Lufthansa, yan kuruluşları Swiss, Austrian Airlines, Brussels Airlines ve Eurowings ile birlikte,  uçuşlarını 8 Ağustos’a kadar askıya almıştı, ancak bu süre 13 Ağustos’a kadar uzatıldı. Askıya alma kararı Beyrut, Tahran, Amman ve Erbil uçuşlarını da kapsıyor.

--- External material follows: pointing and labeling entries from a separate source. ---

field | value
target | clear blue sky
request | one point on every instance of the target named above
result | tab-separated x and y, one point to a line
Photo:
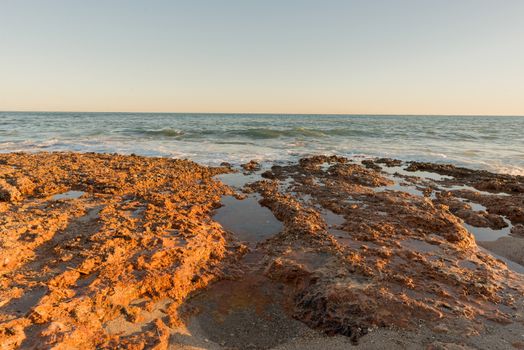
414	57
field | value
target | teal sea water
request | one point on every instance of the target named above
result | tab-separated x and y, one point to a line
492	143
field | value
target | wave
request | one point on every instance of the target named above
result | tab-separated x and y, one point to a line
166	132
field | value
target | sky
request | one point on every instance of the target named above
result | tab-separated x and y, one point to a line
268	56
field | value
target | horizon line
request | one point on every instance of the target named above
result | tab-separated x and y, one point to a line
275	113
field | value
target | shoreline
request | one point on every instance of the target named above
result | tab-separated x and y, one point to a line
365	250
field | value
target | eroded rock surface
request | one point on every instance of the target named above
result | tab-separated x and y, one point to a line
126	257
140	232
393	260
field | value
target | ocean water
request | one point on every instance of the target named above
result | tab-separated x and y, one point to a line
492	143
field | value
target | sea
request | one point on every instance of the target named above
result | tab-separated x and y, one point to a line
480	142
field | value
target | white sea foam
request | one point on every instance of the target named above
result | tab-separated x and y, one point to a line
491	143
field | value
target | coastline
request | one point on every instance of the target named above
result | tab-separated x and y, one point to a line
130	252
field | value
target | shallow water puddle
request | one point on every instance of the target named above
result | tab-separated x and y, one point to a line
238	180
473	189
423	174
410	189
68	195
489	234
246	313
247	219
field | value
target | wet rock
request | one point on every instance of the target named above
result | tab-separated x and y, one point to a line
252	165
368	163
8	192
389	162
518	230
268	175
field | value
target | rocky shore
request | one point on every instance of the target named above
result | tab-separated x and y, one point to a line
108	251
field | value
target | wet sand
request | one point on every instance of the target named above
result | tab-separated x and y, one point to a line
100	251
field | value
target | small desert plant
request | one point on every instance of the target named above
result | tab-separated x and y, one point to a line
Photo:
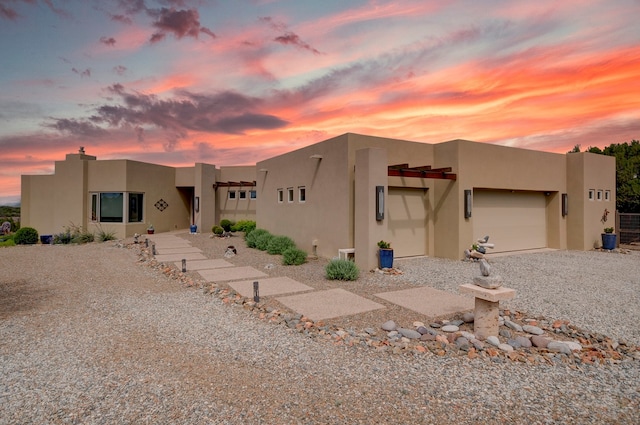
262	241
245	226
83	237
26	236
278	244
294	256
342	270
226	224
106	235
253	236
62	238
7	240
384	245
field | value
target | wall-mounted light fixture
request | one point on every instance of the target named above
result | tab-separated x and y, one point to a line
379	203
467	203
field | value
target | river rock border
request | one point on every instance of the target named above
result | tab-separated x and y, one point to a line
522	339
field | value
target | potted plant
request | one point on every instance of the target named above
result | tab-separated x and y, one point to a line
608	238
385	253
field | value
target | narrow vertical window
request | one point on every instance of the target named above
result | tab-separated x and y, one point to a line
302	194
135	207
94	207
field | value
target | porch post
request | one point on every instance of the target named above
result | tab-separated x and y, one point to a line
371	171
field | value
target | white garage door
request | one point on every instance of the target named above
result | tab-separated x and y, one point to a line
407	221
513	220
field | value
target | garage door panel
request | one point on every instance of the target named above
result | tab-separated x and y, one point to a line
407	220
514	220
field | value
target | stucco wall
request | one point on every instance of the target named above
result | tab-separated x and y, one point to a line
325	215
588	171
235	209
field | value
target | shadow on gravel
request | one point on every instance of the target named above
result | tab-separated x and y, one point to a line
19	297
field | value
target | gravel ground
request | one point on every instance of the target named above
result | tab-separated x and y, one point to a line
90	335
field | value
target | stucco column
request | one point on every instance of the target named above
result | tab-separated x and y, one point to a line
371	171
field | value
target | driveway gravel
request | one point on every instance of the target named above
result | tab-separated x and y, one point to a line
91	335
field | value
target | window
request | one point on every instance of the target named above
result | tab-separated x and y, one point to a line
94	207
302	194
135	207
111	207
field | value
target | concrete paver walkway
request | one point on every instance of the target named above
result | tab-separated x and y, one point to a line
316	305
329	304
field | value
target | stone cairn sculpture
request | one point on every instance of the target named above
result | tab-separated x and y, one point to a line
478	250
486	280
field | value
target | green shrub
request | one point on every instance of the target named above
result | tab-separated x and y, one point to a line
62	238
262	241
278	244
83	237
293	257
26	236
253	236
245	226
106	235
226	224
7	240
342	270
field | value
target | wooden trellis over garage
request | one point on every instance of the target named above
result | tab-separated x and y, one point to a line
234	184
425	172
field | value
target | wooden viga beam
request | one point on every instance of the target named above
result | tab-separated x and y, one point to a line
425	172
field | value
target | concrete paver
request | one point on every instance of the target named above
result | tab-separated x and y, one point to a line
429	301
329	304
167	258
269	286
173	250
195	265
231	273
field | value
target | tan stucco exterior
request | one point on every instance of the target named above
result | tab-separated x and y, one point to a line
340	176
54	202
323	196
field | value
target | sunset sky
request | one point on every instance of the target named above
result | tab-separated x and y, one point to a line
233	82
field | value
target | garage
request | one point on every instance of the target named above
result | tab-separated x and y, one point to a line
407	221
514	220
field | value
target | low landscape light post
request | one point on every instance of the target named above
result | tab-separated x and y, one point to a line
256	292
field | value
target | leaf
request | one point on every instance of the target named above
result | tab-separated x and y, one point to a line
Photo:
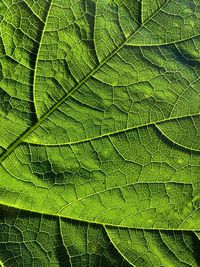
99	135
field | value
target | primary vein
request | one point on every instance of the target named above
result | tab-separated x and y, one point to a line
19	140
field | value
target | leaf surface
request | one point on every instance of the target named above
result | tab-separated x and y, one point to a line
99	135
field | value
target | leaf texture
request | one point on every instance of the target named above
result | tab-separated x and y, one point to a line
99	133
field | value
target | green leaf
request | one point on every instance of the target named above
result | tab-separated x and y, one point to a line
99	133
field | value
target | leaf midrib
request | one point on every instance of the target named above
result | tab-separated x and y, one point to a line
30	130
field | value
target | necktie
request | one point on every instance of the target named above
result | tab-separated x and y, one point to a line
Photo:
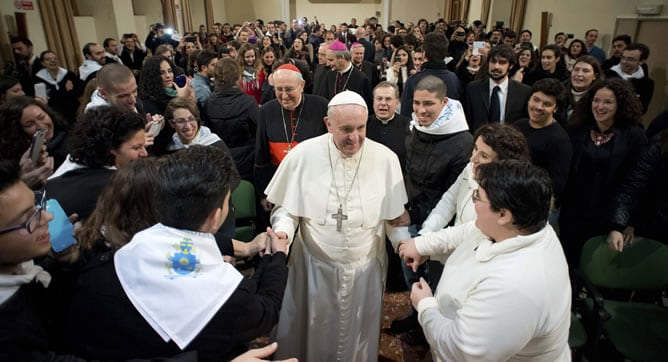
601	138
495	106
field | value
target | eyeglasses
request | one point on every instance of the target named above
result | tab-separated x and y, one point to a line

Benzer şekilde, yakın zamanda İsrail uçuşlarını yeniden başlatan ABD’li taşıyıcılar da uçuşlarını bir kez daha durdurdu. Delta Air Lines, Ağustos ayının kalanında New York JFK ile Tel Aviv arasındaki uçuşları iptal etti. Bir diğer ABD’li United Havayolları da İsrail’e uçmamayı sürdürüyor. İsrail’e uçuşlarını durduran diğer havayolları arasında flydubai, Iberia, Wizz Air, Ryanair ve KLM yer alıyor. Türkiye’den hiçbir havayolu da geçtiğimiz yıl Ekim ayından bu yana İsrail’e uçmuyor. Türkiye ile İsrail arasında uçuşların Mart 2025’e kadar başlaması beklenmiyor.